One critical gotcha: Cilium's eBPF kube-proxy replacement breaks Tailscale Service annotations. The eBPF intercepts ClusterIP DNAT at the traffic control layer, causing asymmetric routing that confuses Tailscale's proxy. The fix is to use Tailscale Ingress resources (L7) instead of Service annotations (L4). More on this in a future post.

Longhorn Distributed Storage

Persistent storage runs on Longhorn v1.8.1 with 3-way replication across 5 storage nodes (node02-06). Each storage node has a SATA SSD mounted at /var/lib/longhorn via Talos' machine.disks config.

The raw capacity is ~1.8 TB (1x 1TB + 4x 200GB), giving ~600 GB usable with 3-way replication. Longhorn is set as the default StorageClass so all PVC requests automatically get distributed, replicated storage.

Longhorn requires iSCSI tools to manage block devices. Since Talos has no package manager, these are baked into the installer image via Image Factory:

machine:
  install:
    image: factory.talos.dev/installer/your-schematic-hash....:v1.12.5

That schematic hash includes iscsi-tools and util-linux-tools. If you need to add or remove extensions, you generate a new schematic and re-provision.

Security Hardening

The cluster enforces multiple security layers:

  • PodSecurity Admission — Baseline enforcement cluster-wide, with exemptions only for kube-system and longhorn-system
  • Seccomp — RuntimeDefault profile enforced by kubelet for all containers
  • Audit Policy — RequestResponse logging for secrets and RBAC writes, Metadata for everything else
  • CiliumNetworkPolicy — Per-namespace egress/ingress rules (default deny)
  • Encrypted etcd backups — Daily snapshots encrypted with age, 30-day retention

The audit policy is deliberately scoped: full request/response for sensitive operations (secrets, RBAC bindings), metadata-only for everything else. This keeps etcd write pressure low while capturing the events that matter for security forensics.

etcd Backup Strategy

A cron job on the management host runs daily at 2 AM:

talosctl etcd snapshot etcd-backup.snapshot
age -r age1xx... -o etcd-backup.snapshot.age etcd-backup.snapshot
rm etcd-backup.snapshot
find backups/ -name "*.age" -mtime +30 -delete

Snapshots are taken from node01 (the first control plane), encrypted with age, and stored locally with 30-day retention.
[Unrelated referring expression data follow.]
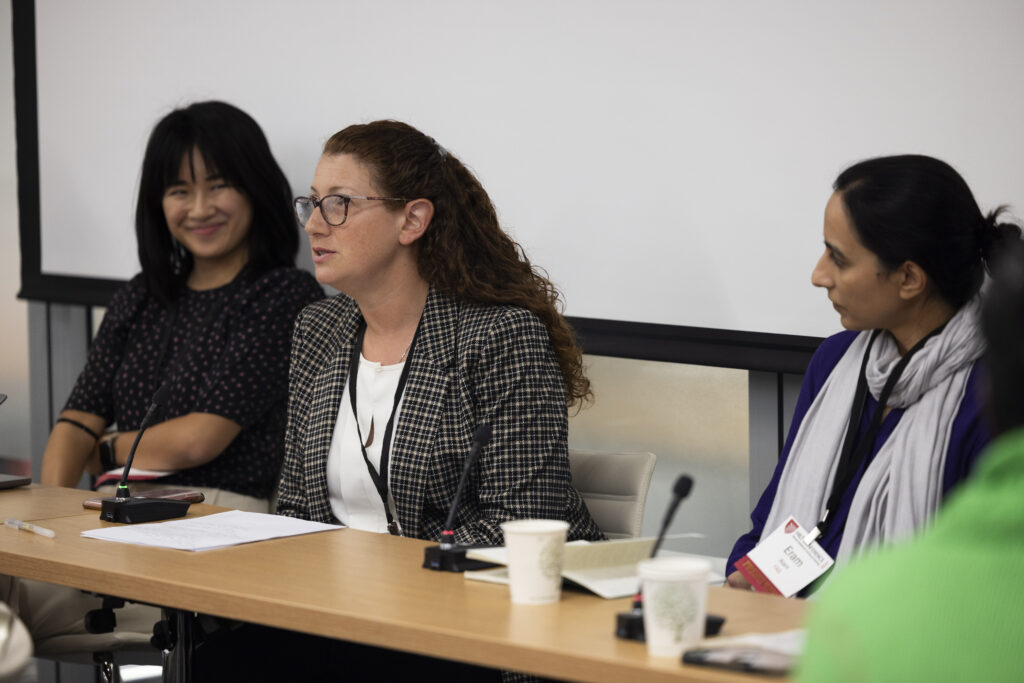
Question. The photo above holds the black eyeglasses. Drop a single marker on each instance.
(334, 208)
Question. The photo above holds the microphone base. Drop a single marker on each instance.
(136, 510)
(452, 559)
(629, 626)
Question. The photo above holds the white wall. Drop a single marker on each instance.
(685, 147)
(14, 423)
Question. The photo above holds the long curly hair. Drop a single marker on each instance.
(465, 253)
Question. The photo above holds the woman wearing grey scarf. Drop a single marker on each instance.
(906, 249)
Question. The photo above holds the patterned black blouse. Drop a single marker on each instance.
(223, 351)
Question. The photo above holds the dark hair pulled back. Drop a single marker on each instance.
(916, 208)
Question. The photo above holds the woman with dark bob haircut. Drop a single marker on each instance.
(888, 420)
(209, 317)
(442, 326)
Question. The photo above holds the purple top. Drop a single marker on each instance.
(967, 439)
(226, 354)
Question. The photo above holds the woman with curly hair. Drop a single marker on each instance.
(441, 326)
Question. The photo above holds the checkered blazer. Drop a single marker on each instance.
(471, 365)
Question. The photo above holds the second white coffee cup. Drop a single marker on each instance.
(536, 549)
(675, 601)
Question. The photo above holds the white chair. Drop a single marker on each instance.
(614, 487)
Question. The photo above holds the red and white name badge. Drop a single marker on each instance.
(783, 562)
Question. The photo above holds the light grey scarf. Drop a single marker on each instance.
(902, 486)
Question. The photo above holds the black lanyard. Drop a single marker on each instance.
(379, 478)
(851, 459)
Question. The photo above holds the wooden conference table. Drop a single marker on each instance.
(360, 587)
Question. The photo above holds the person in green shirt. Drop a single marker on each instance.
(949, 605)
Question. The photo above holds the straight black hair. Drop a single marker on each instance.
(916, 208)
(232, 145)
(1003, 322)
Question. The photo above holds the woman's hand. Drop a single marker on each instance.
(736, 580)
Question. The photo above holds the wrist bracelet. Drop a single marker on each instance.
(108, 461)
(78, 424)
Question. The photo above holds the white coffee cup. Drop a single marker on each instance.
(675, 603)
(536, 549)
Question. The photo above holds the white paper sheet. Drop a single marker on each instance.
(218, 530)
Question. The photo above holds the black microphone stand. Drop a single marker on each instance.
(450, 556)
(126, 509)
(630, 625)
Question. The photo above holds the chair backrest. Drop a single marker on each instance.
(614, 487)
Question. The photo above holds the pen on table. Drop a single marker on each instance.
(27, 526)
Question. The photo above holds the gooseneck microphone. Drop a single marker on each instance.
(157, 402)
(679, 492)
(125, 509)
(630, 625)
(449, 556)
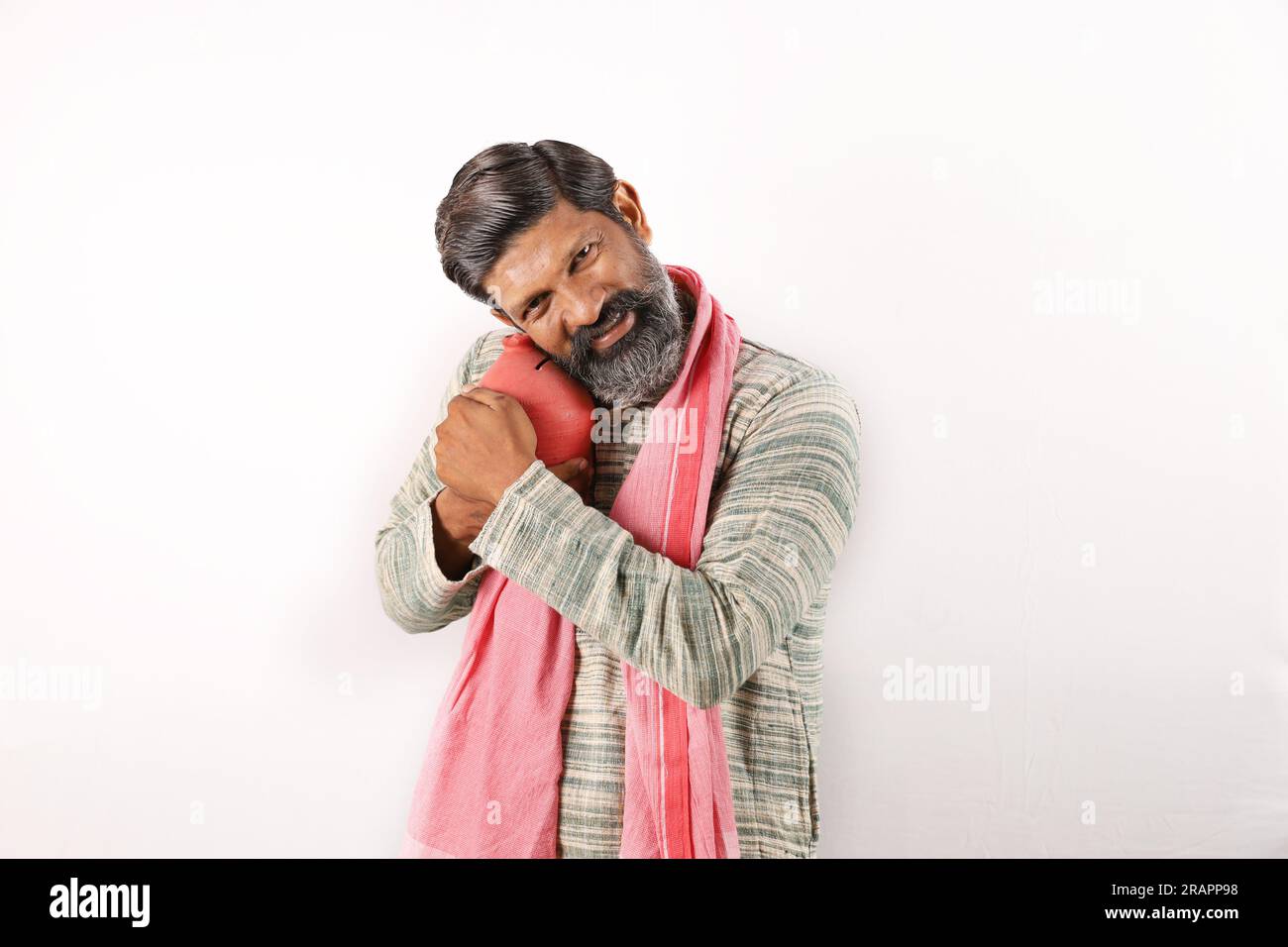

Recovery requires the private key stored in .age-key.txt (not in git, not on any node).

Lessons Learned

After building and migrating this cluster (including a full subnet migration from 192.168.x.0/24 to 10.x.x.0/24), here are the gotchas worth knowing:

  1. Old disk signatures block partitioning — LVM/bluestore signatures on secondary disks prevent Talos from partitioning them. Wipe first with a privileged pod: dd if=/dev/zero of=/dev/sda bs=1M count=10
  2. Device names shift after wipe — A disk at /dev/sdb can become /dev/sda after removing LVM device mapper. Standardize your config after cleanup.
  3. etcd doesn't auto-update peer URLs on IP change — Subnet migration requires removing the etcd member, resetting STATE+EPHEMERAL, and re-applying config in maintenance mode.
  4. Image Factory schematics are immutable — Need a new extension? New schematic hash, new installer image, full node re-provision.
  5. HostnameConfig overrides machine.network.hostname — If both exist, HostnameConfig wins silently. Remove it from your base config.
  6. Regenerate kubeconfig after reboot — Talos rotates certificates on boot. Run talosctl kubeconfig --force to stay current.
  7. Single-node etcd reset needs --graceful=false — Without it, etcd hangs waiting for quorum that doesn't exist.

What's Running

The cluster currently hosts a mix of web applications, databases, internal tools, and a full monitoring stack. All services are exposed via Tailscale Ingress for private access, with selected services also available publicly through Cloudflare Tunnel.

Total resource usage is modest: ~2.1 CPU cores requested, ~2.2 GB RAM requested, ~30 GB storage across all workloads. There's plenty of headroom for growth on this 28-core, 72 GB cluster.